American Sheikhs.

AuthorJones, Curtis
PositionBook review

American Sheikhs: Two Families, Four Generations, and the Story of America's Influence in the Middle East, By Brian VanDeMark, Prometheus Books: New York, ISBN- 978-1616144760, 2012, pp. 252, $25.00

In 1866 American missionaries founded the Syrian Protestant College--later renamed the American University of Beirut (AUB). It has long been the most influential institution of higher education in the Middle East, and a lonely symbol of America's secularism and objectivity in a region that has suffered from a grave deficit of these perspectives.

From 1866 to 1984, the institution was steadfastly led by a dedicated family chain of American educators: Founder Daniel Bliss, his son Howard, Howard's son-in-law Bayard Dodge, Bayard's son David, and family friend Malcolm Kerr. Until 1945, AUB's leaders had considerable success in insulating their school from the turmoil that was bound to well up in a region condemned to make the excruciating transit from the indigenous imperialism of the Ottomans and the Safavids, to the alien imperialism of England, France, and Russia, to the alien imperialism of the United States and Israel, to the tortured emergence of an autonomous Middle East.

Perhaps the stewards of AUB could have continued to isolate their invaluable center of learning from politics, if not for Washington's decision to inflict America's self-serving compulsions onto the region. The avatar of Americanism, beneficiary of Washington's prewar policy of benign inattention, could not avoid the battering generated from the postwar policy of blatant intrusion--as in Palestine, Iran, Lebanon, and Iraq.

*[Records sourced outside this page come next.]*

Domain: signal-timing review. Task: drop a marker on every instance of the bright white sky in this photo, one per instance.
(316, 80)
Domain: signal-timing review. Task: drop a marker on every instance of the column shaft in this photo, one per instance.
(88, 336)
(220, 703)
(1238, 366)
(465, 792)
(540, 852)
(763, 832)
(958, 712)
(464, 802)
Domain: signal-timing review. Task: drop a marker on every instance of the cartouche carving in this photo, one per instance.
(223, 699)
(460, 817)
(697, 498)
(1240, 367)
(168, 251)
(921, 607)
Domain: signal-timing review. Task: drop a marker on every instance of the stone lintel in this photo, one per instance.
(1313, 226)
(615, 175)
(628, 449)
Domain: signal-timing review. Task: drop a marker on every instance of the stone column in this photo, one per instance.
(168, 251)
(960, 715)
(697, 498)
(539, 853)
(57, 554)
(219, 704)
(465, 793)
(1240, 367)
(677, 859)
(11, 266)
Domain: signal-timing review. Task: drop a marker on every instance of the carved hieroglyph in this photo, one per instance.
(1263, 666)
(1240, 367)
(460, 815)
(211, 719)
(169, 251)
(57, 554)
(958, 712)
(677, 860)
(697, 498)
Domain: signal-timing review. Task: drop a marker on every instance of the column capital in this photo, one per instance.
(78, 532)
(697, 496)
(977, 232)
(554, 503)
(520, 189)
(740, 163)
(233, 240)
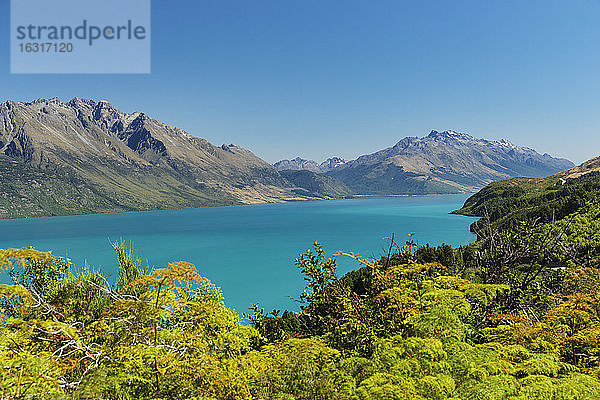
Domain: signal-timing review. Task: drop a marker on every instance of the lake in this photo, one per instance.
(248, 251)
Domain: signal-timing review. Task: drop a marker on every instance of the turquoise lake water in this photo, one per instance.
(248, 251)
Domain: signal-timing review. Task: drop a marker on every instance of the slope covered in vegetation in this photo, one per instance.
(515, 315)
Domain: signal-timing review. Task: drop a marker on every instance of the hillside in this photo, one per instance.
(314, 184)
(442, 162)
(541, 200)
(86, 157)
(300, 164)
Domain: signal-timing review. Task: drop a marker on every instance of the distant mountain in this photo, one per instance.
(315, 184)
(300, 164)
(536, 200)
(84, 156)
(443, 162)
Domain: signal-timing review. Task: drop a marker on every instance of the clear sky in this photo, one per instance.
(318, 78)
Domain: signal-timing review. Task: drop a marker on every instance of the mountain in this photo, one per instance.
(300, 164)
(504, 203)
(84, 156)
(314, 184)
(442, 162)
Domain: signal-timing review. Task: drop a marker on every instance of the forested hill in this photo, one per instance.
(535, 200)
(441, 162)
(515, 315)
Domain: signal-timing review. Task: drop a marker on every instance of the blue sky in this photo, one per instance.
(322, 78)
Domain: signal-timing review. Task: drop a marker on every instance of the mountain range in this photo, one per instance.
(83, 156)
(441, 162)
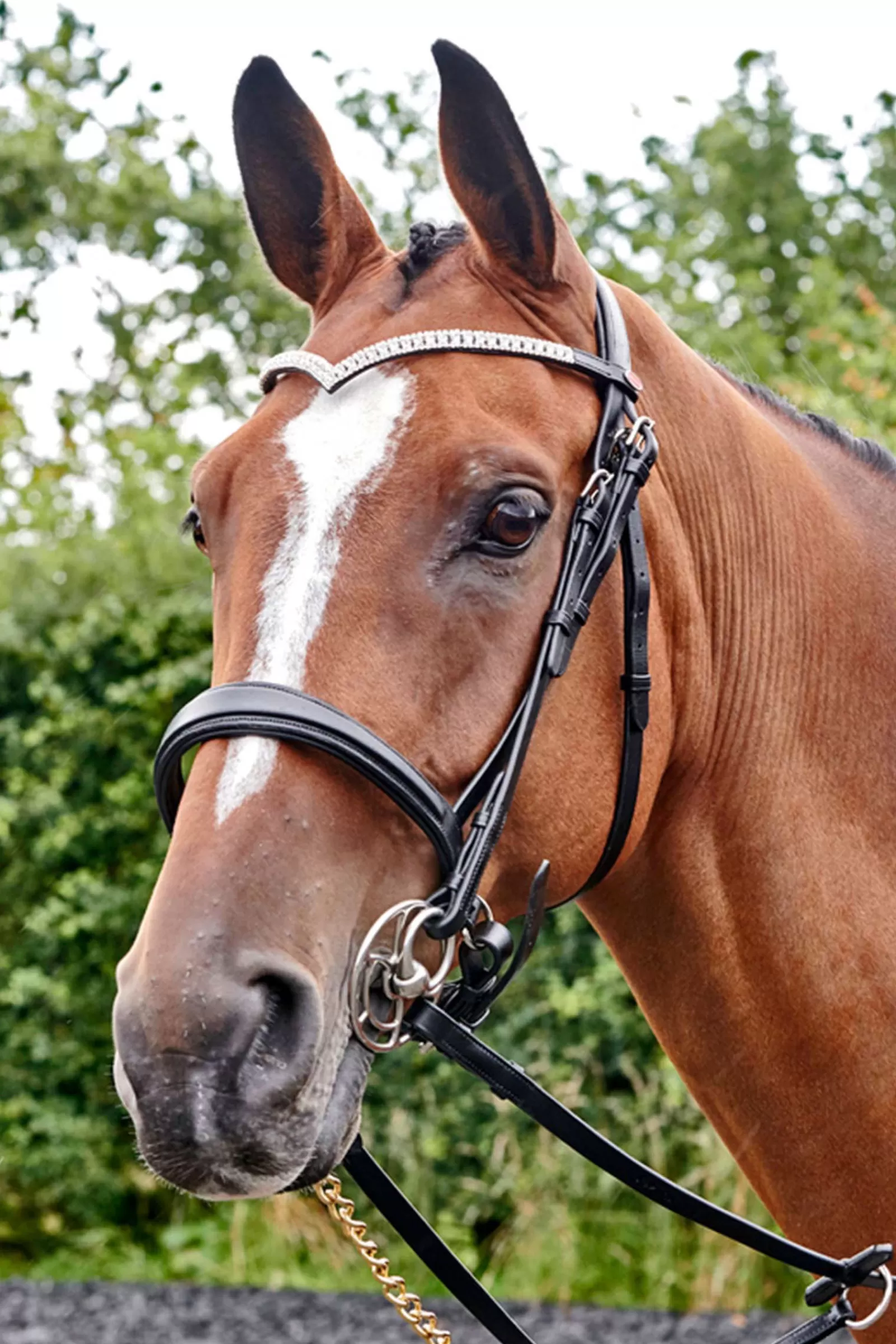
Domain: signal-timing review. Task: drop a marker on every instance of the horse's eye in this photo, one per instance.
(511, 525)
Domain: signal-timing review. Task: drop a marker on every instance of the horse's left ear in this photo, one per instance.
(489, 169)
(311, 223)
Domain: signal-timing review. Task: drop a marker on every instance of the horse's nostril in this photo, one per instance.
(287, 1038)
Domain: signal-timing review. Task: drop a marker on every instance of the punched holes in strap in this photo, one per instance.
(258, 709)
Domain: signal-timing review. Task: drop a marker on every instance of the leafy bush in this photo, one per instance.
(105, 632)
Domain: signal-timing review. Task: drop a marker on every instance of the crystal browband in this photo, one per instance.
(332, 377)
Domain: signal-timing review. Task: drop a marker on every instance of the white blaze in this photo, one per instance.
(339, 448)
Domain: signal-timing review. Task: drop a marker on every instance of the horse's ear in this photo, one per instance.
(489, 169)
(309, 221)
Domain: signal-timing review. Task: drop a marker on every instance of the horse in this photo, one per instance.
(393, 550)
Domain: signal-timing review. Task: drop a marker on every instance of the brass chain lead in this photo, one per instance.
(395, 1291)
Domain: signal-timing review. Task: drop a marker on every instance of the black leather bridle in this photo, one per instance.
(606, 518)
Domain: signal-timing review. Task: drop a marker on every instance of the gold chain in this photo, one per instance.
(395, 1291)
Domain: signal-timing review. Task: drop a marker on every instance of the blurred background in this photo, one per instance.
(747, 195)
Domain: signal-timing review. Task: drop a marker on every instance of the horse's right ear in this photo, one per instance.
(309, 221)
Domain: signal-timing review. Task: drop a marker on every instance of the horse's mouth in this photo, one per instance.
(210, 1143)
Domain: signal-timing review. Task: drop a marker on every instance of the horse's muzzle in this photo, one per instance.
(217, 1074)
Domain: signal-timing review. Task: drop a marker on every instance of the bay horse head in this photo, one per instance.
(390, 548)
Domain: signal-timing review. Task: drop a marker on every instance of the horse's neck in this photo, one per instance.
(755, 921)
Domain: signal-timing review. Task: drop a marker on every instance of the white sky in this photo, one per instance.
(571, 71)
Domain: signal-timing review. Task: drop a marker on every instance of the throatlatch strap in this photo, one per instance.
(636, 684)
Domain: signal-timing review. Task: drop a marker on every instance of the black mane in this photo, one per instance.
(426, 244)
(866, 449)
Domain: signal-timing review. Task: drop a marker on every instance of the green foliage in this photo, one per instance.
(105, 631)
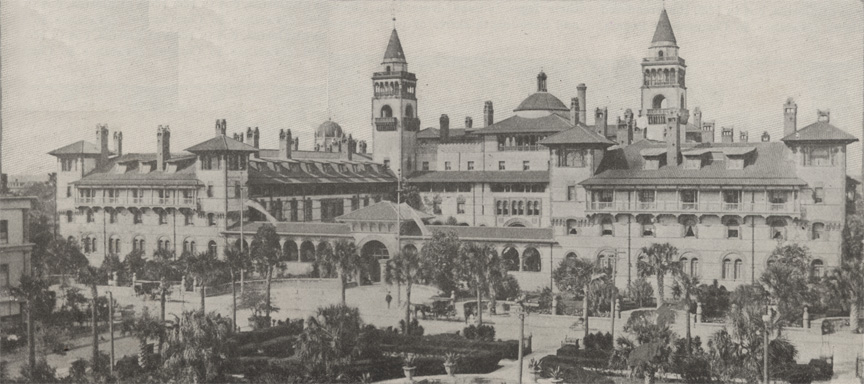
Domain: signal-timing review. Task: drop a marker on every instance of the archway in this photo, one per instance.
(307, 252)
(511, 258)
(374, 251)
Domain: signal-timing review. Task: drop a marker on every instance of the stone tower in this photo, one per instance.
(394, 110)
(663, 86)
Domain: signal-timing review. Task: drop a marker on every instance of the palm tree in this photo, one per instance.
(847, 283)
(575, 274)
(201, 266)
(146, 327)
(344, 260)
(92, 276)
(481, 267)
(405, 268)
(659, 261)
(236, 261)
(689, 285)
(266, 255)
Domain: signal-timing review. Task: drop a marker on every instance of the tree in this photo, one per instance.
(689, 285)
(266, 254)
(197, 348)
(201, 266)
(345, 261)
(147, 327)
(659, 260)
(441, 253)
(236, 261)
(406, 268)
(573, 275)
(482, 268)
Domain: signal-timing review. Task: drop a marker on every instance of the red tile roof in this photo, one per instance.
(480, 177)
(768, 166)
(820, 131)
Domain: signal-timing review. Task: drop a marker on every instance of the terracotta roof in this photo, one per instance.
(434, 133)
(515, 124)
(769, 165)
(541, 101)
(820, 131)
(394, 53)
(545, 235)
(80, 147)
(295, 228)
(222, 143)
(383, 211)
(664, 33)
(580, 134)
(480, 177)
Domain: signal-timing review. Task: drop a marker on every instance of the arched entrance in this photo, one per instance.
(374, 251)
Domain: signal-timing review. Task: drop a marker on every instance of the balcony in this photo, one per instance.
(787, 208)
(386, 123)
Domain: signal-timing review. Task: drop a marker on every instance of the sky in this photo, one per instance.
(134, 65)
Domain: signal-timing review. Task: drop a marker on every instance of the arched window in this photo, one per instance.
(386, 111)
(818, 231)
(409, 111)
(606, 227)
(817, 268)
(531, 260)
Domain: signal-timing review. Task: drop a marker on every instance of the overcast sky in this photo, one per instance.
(69, 65)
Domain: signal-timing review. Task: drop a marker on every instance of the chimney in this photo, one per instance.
(285, 142)
(221, 126)
(581, 94)
(790, 117)
(488, 114)
(673, 138)
(823, 116)
(727, 134)
(708, 132)
(163, 147)
(444, 126)
(102, 143)
(600, 123)
(118, 143)
(541, 81)
(574, 111)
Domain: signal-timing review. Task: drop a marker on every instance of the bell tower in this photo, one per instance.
(394, 110)
(663, 86)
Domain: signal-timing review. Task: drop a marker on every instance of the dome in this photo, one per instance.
(329, 129)
(541, 101)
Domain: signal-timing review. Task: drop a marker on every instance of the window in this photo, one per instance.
(606, 227)
(818, 231)
(733, 229)
(689, 199)
(4, 231)
(818, 195)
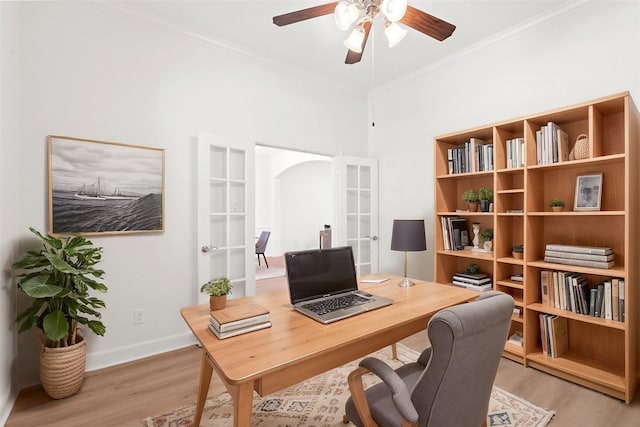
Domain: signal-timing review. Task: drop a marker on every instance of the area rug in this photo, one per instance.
(319, 402)
(263, 272)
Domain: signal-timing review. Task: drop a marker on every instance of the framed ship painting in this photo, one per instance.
(98, 187)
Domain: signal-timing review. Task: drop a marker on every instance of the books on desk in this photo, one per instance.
(238, 319)
(477, 281)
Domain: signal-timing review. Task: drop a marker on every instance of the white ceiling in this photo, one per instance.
(315, 46)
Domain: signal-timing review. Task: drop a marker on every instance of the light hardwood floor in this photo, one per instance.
(123, 395)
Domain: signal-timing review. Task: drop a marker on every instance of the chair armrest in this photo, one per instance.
(399, 392)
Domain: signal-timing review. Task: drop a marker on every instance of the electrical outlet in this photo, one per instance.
(138, 316)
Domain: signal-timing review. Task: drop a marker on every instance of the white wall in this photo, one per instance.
(10, 190)
(588, 52)
(93, 72)
(304, 201)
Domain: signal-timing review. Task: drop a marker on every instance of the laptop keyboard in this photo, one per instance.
(333, 304)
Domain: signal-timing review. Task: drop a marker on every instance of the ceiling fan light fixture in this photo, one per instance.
(394, 10)
(354, 42)
(394, 32)
(345, 14)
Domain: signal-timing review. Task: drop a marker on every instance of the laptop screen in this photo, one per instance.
(318, 272)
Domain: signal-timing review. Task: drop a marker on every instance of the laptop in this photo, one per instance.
(323, 285)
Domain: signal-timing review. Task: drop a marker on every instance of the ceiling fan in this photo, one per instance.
(363, 13)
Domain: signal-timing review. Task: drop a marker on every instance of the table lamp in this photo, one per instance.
(408, 235)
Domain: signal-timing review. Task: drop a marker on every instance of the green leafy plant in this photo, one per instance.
(473, 268)
(470, 196)
(59, 278)
(485, 194)
(217, 287)
(485, 235)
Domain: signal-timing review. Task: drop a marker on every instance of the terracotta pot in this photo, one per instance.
(62, 369)
(218, 302)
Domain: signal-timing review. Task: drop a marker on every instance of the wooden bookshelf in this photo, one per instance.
(603, 354)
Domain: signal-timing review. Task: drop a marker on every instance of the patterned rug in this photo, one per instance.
(319, 402)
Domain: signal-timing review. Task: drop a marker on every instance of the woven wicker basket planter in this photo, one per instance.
(62, 369)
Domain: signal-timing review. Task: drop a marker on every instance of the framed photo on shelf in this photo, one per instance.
(588, 194)
(98, 187)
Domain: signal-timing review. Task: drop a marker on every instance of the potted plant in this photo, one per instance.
(486, 197)
(60, 278)
(217, 289)
(472, 199)
(517, 251)
(486, 237)
(556, 204)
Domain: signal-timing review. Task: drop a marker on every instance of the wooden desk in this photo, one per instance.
(296, 347)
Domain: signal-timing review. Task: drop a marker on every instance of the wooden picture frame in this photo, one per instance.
(99, 187)
(588, 194)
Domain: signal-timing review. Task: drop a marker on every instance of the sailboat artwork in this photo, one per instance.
(104, 187)
(97, 191)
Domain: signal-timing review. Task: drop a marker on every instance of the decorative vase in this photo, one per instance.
(217, 302)
(62, 369)
(476, 231)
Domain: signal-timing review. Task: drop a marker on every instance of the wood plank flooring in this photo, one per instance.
(123, 395)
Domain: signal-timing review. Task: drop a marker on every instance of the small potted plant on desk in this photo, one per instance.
(556, 205)
(472, 199)
(217, 289)
(486, 197)
(517, 251)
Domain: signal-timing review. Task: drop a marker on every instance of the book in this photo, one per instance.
(235, 316)
(240, 331)
(621, 300)
(516, 338)
(580, 262)
(472, 281)
(544, 286)
(593, 250)
(485, 287)
(560, 335)
(581, 256)
(615, 299)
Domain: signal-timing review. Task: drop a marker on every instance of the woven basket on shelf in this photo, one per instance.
(62, 369)
(580, 149)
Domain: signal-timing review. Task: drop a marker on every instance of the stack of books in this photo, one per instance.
(238, 319)
(475, 281)
(582, 256)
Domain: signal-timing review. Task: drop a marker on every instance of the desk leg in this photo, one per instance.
(206, 370)
(242, 403)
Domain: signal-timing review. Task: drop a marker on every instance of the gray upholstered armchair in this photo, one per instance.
(451, 382)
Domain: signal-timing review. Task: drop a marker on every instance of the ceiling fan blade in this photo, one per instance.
(304, 14)
(427, 24)
(354, 57)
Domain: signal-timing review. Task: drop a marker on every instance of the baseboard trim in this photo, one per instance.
(119, 355)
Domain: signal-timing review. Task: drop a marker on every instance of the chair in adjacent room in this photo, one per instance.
(261, 246)
(451, 382)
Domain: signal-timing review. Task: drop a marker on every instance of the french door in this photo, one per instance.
(225, 205)
(358, 210)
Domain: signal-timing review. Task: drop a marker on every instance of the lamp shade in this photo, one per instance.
(408, 235)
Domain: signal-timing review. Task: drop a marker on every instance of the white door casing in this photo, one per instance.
(225, 208)
(357, 210)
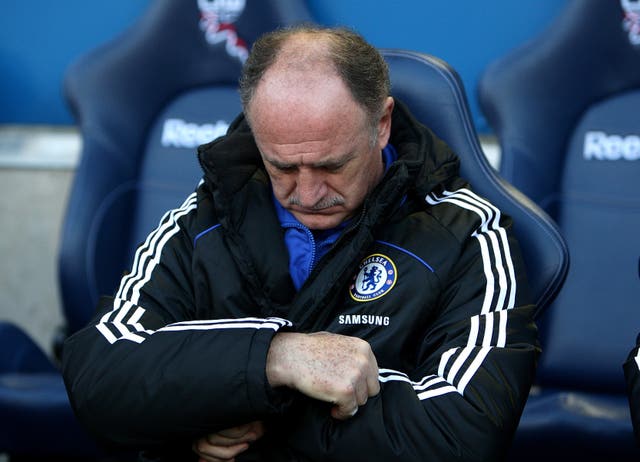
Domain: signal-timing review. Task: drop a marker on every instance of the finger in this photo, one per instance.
(212, 452)
(244, 434)
(235, 432)
(257, 428)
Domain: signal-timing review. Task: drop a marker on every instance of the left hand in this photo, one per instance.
(225, 445)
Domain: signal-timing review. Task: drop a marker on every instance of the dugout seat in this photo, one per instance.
(143, 103)
(564, 108)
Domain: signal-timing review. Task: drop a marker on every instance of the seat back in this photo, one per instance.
(435, 94)
(563, 107)
(143, 103)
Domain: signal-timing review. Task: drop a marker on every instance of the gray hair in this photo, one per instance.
(359, 64)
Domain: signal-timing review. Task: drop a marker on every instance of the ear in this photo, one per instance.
(384, 124)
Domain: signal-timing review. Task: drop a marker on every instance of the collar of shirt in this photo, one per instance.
(306, 247)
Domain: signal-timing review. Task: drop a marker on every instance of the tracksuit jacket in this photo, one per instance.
(427, 272)
(631, 369)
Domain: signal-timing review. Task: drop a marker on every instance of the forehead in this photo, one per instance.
(294, 107)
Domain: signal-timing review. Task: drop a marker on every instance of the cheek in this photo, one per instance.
(282, 185)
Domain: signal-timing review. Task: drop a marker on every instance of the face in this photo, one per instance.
(316, 144)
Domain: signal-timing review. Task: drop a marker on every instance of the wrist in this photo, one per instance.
(278, 368)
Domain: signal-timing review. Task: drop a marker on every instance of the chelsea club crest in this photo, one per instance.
(376, 276)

The cogency and readability of American Sheikhs are enhanced by the author's description of the lives and personalities of the protagonists--of Daniel Bliss's modest origins, his education in the devout confines of Amherst College of the mid-1800's, his ordination as a Congregationalist minister by Andover Theological Seminary, and his good fortune in finding a wife well-suited to dealing with the challenges of those formative years in Lebanon.

Arriving in 1856 as a missionary--a champion of conversion to his own faith--Daniel Bliss had the adaptability and insight to come to recognize that most Middle Easterners were bonded to their own traditional affiliations--Muslims most rigidly of all. The guidance they desperately needed was not spiritual but intellectual. So Bliss became an educator, and AUB an enlightened, nonpartisan purveyor of modern learning.